There are only two possible explanations for why anti-Semitic remarks were not only accepted on campuses, but became the norm. One is that anti-Semitism is in the genes of society that is anti-Semitic, or that some aspect of Jewishness is inherently anti-Semitic. Another is that the Jews at the time were under some form of institutional compulsion not to express anti-Semitism because Jewish people and institutions are not free to express views that they like.
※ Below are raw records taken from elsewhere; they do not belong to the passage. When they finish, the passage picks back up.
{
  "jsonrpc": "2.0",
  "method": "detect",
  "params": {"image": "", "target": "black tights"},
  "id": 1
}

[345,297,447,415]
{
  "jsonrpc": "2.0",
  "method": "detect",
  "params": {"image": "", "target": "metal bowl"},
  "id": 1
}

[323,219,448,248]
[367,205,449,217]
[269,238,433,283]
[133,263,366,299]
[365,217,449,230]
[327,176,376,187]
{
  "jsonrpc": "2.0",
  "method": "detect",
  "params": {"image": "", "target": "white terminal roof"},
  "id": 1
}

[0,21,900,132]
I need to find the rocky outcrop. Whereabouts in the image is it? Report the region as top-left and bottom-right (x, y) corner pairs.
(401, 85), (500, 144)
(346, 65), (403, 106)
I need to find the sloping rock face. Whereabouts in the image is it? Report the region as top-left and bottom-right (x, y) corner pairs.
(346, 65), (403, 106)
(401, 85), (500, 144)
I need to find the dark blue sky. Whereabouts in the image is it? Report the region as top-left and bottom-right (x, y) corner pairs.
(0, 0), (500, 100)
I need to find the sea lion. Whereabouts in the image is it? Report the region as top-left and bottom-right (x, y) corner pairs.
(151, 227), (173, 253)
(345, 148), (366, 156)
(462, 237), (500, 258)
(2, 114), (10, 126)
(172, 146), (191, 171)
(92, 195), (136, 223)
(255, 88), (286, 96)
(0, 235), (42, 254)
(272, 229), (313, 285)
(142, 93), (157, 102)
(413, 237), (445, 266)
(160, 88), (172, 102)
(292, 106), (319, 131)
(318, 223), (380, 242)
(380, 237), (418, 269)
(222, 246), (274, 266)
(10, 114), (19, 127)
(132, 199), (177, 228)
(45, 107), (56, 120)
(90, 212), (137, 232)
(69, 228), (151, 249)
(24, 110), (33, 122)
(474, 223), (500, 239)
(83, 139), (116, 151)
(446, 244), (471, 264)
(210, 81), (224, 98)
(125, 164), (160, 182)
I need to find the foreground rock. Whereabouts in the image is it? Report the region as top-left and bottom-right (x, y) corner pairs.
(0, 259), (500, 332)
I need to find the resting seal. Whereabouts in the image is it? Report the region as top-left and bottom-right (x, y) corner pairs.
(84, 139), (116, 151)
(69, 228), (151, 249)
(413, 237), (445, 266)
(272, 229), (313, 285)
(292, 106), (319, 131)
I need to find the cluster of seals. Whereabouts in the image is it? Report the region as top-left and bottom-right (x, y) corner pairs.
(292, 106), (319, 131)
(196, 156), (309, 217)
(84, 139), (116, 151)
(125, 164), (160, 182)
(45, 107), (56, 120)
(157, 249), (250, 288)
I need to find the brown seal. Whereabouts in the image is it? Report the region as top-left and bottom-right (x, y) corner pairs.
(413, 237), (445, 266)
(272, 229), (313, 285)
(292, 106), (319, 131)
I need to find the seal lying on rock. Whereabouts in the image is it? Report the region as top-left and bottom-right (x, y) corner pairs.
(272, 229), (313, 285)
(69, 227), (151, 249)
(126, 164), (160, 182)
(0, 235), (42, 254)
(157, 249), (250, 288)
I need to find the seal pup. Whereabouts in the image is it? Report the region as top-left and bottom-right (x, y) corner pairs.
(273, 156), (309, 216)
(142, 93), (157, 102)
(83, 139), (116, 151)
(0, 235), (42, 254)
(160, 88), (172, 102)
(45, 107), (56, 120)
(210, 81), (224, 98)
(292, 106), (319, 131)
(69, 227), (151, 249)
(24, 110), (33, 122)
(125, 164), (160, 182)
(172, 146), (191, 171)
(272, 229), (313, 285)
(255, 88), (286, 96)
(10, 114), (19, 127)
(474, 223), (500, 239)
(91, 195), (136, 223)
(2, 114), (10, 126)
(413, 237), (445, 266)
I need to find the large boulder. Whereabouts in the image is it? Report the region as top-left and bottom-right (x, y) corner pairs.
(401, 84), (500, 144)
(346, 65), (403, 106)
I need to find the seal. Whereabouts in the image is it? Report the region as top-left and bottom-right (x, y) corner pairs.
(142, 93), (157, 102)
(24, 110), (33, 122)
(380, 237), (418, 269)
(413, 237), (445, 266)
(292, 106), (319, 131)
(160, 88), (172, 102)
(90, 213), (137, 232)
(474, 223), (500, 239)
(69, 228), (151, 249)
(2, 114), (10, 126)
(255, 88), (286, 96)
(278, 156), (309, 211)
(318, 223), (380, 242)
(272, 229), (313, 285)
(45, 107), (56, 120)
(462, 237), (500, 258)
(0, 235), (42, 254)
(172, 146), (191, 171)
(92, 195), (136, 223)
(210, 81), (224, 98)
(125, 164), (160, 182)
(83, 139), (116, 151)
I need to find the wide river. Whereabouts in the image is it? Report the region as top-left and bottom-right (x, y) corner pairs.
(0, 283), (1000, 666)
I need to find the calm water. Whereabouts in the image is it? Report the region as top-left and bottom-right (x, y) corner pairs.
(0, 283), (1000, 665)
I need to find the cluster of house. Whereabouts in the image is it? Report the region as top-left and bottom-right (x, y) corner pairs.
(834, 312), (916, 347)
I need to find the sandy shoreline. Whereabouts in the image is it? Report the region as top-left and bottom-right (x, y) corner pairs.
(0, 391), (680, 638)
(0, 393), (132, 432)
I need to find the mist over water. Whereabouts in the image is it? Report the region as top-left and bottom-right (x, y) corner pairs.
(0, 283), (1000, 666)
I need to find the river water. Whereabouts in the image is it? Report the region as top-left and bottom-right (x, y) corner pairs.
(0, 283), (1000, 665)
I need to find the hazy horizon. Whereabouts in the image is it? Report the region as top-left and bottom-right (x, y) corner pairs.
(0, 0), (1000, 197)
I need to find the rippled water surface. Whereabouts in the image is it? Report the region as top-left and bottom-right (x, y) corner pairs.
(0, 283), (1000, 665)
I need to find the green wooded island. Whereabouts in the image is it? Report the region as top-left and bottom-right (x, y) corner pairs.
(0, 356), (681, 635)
Let us recall the day when the anti-Semitic remarks of the speaker at California State University were first aired on campus. It took three days for authorities to deal with the incident, during which time, two Jewish students were driven away from campus and another was beaten by the campus police.

Another day, there was another incident when a Jewish student was harassed by a campus police officer because he was wearing a sign that said “Jude” on it.

The incident at UC Davis campus that made headlines last week in a different way, because of a similar incident on campus, was an attempted robbery that was thwarted by the students at the time. I doubt that the campus authorities were involved in that.

All along, students and the campus authorities were not free to speak their minds as they pleased. They were restrained by the rules imposed by the administration. That is why Jews on campus and in society at large were subjected to discrimination and persecution, and that is why campus authorities had a vested interest in silencing opposition to their policies.